温中化湿とは

概要

温中化湿は、中焦の陽気不足により湿が停滞した証に用いられる治法である。脾胃が虚寒すると運化失調を招き、湿濁が停滞して消化機能が低下する。温めて中焦を助けつつ、湿を化して除くことを目的とする。



主な適応症状

  • 脘腹痞満、重苦感
  • 食欲不振、飲食停滞
  • 嘔吐や悪心
  • 泄瀉、便溏(水様便)
  • 頭重感、体の重だるさ
  • 舌質淡胖、苔白膩
  • 脈沈緩または濡弱



代表的な応用病機

  • 脾陽虚弱による湿困中焦:運化機能の低下で湿が停滞し、痞満や泄瀉を引き起こす。
  • 中焦寒湿阻滞:外感寒湿や飲食不節制により、湿濁が内停して胃腸に障害を及ぼす。



主な配合法

  • 温中薬(乾姜、草果、肉桂):中焦を温め寒湿を散じる。
  • 健脾薬(白朮、人参、甘草):脾気を補い運化を促す。
  • 利湿薬(茯苓、沢瀉、藿香):停滞した湿を取り除く。
  • 芳香化湿薬(厚朴、陳皮、砂仁):湿濁を化し中焦の気機を調える。



代表的な方剤

  • 藿香正気散:外感風寒と内湿停滞による悪心・嘔吐・泄瀉に。
  • 平胃散:脾胃湿困による痞満、食欲不振に。
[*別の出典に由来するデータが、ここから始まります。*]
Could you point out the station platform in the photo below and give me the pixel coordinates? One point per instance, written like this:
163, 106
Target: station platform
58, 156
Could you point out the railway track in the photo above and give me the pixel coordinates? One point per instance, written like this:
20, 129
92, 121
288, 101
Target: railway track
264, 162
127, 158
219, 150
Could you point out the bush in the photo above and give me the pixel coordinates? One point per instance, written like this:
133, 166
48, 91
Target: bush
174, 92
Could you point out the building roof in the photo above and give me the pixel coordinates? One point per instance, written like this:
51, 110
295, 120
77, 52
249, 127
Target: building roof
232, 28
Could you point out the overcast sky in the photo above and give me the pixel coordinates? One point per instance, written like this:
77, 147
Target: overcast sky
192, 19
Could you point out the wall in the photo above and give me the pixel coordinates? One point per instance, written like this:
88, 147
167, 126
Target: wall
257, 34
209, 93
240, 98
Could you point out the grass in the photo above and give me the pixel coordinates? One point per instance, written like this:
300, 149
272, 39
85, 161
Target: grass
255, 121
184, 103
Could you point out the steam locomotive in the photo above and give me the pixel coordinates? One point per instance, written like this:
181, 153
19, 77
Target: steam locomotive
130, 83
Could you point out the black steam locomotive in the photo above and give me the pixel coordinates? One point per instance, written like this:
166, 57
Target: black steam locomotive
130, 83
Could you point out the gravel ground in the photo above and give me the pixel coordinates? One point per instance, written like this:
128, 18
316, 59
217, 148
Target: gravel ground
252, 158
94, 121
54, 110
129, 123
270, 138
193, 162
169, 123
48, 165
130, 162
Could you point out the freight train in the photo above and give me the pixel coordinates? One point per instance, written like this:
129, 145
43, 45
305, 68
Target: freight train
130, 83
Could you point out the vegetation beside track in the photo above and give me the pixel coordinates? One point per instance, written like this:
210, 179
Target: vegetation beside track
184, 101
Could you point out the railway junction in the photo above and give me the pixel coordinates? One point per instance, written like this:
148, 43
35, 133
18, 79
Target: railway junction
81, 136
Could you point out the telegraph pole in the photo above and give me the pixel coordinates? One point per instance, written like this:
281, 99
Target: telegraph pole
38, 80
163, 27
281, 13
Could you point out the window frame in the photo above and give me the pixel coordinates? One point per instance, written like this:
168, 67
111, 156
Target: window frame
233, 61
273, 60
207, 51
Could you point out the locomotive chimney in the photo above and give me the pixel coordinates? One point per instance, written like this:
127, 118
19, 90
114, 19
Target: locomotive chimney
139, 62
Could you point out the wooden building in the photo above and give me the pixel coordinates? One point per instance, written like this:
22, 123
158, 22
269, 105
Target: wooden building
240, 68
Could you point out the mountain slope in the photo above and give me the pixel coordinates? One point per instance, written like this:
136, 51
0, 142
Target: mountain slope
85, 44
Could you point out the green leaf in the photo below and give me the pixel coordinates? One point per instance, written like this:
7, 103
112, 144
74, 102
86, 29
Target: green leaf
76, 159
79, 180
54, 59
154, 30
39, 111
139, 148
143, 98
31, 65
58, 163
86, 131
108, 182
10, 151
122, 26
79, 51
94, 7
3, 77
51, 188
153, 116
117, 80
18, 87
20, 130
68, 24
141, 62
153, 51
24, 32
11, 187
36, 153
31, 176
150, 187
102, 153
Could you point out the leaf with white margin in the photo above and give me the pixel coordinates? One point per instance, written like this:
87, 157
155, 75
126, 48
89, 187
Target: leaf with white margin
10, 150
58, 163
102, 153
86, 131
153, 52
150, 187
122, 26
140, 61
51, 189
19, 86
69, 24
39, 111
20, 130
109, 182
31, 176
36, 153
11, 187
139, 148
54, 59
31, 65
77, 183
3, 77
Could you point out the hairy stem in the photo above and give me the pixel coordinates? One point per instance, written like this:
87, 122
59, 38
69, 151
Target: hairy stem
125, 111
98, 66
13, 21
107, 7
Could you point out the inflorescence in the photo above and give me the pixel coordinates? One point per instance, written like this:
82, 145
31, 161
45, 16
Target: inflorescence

温薬を加えて応用されることがある。
  • 理中湯合藿香正気散:中焦虚寒と湿困が併存する場合。



臨床でのポイント

  • 脾胃虚寒と湿困の併存がキーポイント。
  • 湿が重い場合は利湿薬を、寒が強い場合は温中薬を重視する。
  • 嘔吐や悪心が強いときは芳香化湿薬を加えて和胃止嘔を図る。



まとめ

温中化湿は、中焦の虚寒と湿困を同時に改善する治法である。単なる温中や利湿では効果が不十分な場合に有効で、特に湿濁が脾胃の働きを妨げている慢性疾患に応用される。